Berlin Part IV: The Topography of Terror Museum

The Topography of Terror museum is a great big, self-conscious cube of a building, sitting a long ways back from the road on a vast lawn (or snow field, in winter), bound on the north side by remains of the Berlin Wall. The museum is built upon what’s referred to as the “site of the perpetrators”—that is, the topographical location from which the Nazis planned and carried out most of their crimes. Entrance is completely free. And that’s great, but really the only way it could be, right? Germany seems to know where profit is socially acceptable and where it isn’t, and it is definitely to the city’s credit that this museum is open and available to anyone with the desire to see what’s inside.

This mandate, that something of such importance be made “free to be seen,” is the first thing I want to ramble about, because it seems very central to the greater design of Berlin and its on-going critical conversation regarding its history. For example, recent construction on the official German government building, the Reichstag, includes a dome on top made entirely of glass windowpanes, maximizing its literal transparency; anyone can see into the building and, theoretically, I guess, know what government officials are doing. In this way, the building stands to embody the German government’s new ideals after Reunification and the fall of the Berlin Wall—to have a government that does not obfuscate its proceedings, etc. The same transparency of architecture can be seen in the Marie-Elisabeth-Lüders-Haus (which contains the Parliament’s library, archive, classified information, and press documents).

So back to the Topography of Terror Museum—my boyfriend, Matt, made a really interesting observation about its architecture—that this building exists as a foil to the transparent contemporary government buildings, as the TT museum is built with a slatted facade over its own large windowpanes. While entrance to the museum is free and allows equal and total access to its resources (including a digital archive of NS documents, records, correspondence, etc.) the building itself conceals the objects and activities going on inside, thus serving as a reminder of how terror—a dictatorship, total loss of civil liberties, genocide—arose.

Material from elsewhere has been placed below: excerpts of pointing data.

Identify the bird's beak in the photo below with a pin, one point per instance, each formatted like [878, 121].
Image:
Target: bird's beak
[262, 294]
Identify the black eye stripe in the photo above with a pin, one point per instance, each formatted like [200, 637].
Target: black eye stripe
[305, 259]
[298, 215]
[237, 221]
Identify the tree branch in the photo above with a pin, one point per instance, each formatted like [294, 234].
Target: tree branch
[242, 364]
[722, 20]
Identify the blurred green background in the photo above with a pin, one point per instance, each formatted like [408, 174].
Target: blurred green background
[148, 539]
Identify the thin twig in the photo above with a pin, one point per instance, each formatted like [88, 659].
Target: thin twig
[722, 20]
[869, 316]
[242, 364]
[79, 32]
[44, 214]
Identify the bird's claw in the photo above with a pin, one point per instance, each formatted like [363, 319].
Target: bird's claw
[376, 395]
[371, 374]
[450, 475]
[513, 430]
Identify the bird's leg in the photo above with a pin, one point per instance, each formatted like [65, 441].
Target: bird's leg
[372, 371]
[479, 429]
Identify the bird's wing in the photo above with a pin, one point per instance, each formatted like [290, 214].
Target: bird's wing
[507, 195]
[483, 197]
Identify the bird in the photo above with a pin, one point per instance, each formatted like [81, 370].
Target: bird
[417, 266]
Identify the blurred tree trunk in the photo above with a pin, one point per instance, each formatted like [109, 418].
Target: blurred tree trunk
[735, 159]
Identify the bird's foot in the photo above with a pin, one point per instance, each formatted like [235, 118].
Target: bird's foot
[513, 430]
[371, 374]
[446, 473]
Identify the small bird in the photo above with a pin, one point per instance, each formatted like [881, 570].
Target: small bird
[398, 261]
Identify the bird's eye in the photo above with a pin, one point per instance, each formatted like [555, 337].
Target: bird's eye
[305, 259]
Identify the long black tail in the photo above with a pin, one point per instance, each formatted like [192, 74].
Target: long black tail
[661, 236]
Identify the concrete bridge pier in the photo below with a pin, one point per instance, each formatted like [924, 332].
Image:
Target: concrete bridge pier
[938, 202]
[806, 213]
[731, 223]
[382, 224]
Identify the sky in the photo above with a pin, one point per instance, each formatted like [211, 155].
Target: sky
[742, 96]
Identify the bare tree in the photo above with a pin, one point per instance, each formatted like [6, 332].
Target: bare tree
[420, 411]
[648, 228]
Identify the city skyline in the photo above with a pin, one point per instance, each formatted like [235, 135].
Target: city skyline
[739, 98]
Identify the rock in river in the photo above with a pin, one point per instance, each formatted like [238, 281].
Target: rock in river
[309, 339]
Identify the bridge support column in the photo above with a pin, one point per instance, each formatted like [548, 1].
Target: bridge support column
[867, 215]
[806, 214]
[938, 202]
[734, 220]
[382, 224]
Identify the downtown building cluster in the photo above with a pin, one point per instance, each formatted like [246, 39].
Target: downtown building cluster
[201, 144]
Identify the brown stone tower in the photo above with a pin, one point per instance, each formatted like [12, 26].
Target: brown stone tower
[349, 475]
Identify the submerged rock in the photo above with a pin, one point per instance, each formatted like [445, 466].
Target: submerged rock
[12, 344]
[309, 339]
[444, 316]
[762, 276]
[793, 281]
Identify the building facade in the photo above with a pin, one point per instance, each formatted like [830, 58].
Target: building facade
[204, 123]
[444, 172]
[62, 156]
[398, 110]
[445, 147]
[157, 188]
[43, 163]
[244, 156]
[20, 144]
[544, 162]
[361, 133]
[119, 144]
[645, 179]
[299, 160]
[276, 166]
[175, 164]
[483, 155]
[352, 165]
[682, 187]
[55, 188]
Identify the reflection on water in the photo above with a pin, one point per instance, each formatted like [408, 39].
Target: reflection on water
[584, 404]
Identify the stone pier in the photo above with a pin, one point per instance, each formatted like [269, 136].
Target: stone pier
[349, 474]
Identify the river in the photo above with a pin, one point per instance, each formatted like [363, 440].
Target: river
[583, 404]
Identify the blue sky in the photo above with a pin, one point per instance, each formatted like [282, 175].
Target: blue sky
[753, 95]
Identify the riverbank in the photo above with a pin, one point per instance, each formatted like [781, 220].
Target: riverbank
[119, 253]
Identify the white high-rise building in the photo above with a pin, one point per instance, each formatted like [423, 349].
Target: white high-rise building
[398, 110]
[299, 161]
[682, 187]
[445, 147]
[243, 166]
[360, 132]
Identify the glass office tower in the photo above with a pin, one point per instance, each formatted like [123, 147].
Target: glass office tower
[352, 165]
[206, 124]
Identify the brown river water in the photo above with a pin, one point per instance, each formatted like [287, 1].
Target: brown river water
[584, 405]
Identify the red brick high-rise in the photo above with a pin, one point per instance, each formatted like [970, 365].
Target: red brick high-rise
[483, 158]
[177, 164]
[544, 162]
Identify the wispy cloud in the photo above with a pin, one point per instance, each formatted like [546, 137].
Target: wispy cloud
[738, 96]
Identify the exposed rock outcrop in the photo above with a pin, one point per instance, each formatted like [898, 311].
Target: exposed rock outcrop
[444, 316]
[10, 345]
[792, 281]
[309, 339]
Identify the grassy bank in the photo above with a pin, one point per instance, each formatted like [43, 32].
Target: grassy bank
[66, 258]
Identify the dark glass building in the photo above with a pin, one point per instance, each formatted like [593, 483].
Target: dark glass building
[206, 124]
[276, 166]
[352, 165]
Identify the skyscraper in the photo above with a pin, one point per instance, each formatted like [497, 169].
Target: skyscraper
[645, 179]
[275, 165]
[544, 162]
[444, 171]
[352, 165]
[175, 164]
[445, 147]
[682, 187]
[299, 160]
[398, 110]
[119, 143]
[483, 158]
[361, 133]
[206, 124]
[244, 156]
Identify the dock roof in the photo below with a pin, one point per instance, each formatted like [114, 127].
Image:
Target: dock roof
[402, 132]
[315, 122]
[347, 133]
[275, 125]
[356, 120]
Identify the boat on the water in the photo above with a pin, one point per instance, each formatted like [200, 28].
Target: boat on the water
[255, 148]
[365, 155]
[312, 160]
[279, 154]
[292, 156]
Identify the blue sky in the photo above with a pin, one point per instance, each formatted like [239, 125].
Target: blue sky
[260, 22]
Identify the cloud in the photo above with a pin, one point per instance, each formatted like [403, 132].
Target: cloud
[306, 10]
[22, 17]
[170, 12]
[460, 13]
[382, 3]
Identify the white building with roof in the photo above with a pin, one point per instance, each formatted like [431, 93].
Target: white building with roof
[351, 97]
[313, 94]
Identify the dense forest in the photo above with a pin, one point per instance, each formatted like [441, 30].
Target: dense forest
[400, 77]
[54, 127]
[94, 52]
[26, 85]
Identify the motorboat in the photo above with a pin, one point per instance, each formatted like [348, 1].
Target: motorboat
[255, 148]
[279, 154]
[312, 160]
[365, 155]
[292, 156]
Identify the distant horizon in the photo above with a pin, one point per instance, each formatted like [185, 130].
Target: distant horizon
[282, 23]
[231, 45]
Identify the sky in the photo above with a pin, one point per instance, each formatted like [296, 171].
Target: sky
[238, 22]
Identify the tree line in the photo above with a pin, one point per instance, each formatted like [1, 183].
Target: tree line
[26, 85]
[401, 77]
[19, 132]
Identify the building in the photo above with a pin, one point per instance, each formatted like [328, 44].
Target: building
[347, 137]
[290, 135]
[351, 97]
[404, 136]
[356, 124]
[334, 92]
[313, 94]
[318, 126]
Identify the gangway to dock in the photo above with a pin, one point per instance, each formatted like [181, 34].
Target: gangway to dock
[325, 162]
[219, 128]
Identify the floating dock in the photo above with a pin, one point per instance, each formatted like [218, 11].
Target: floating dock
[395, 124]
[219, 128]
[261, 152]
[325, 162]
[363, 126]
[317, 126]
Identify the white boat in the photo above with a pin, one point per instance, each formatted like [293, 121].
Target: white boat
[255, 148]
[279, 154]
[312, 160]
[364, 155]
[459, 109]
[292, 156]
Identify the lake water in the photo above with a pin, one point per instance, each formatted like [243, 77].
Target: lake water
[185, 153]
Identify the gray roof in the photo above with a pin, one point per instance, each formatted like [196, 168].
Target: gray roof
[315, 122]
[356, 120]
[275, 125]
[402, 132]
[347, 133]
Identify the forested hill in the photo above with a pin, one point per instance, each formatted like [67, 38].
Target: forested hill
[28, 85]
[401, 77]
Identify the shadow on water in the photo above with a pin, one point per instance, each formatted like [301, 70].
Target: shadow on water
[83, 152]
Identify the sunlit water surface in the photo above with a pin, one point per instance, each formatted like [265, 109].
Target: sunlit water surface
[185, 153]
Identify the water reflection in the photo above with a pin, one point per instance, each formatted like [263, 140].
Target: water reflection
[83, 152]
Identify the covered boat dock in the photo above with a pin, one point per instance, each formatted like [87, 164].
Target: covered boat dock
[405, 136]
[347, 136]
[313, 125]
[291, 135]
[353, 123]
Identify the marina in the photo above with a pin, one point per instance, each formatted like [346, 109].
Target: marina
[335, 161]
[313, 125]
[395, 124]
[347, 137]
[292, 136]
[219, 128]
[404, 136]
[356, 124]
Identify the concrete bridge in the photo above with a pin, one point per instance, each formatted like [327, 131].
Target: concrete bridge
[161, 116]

Inside the museum, I was surprised to find the display made up entirely of text and image—all original objects that belonged to or bear association with the National Socialist Party are kept elsewhere. It is an unusual sort of museum in this respect, and I admit that I was a little disappointed at first. Who doesn’t want to see the material evidence of massive world history? But it is easy to appreciate what the museum does provide, which is an historical documentation of the NS dictatorship by way of concise descriptions, quotation, and photography, with a particular emphasis on the perpetrators of terror.

Given this focus of the exhibit upon the war criminals, the mechanisms of their administration and seizure of power, I learned a lot that I didn’t already know about the National Socialist Party. The plain facts of Nazi leadership are completely shocking and horrifying, and yet throughout the museum I was especially affected by the photographs—not just of concentration camps or the NS rallies (there were those, too), but very revealing and personal photographs of, for example, a Nazi Christmas party; the faces of dissidents; the public shearing of women accused of “intimate contacts” with prisoners of war; guards from Auschwitz at the SS retreat in Sola-Hütte (“an idyllic mountain landscape”); former members of the SS guard, hiding their faces from the cameras at the second Treblinka trial.

The range of the photographs is impressive, and what they depict extremely emotional; in my opinion, it is very important to see. The Topography of Terror museum makes for a heavy afternoon but, should emotional and psychological weariness set in, there is an amazing and enormous book available (in either English or German for 15€) that contains the entire display—the text in 12 point font and the photographs in black and white.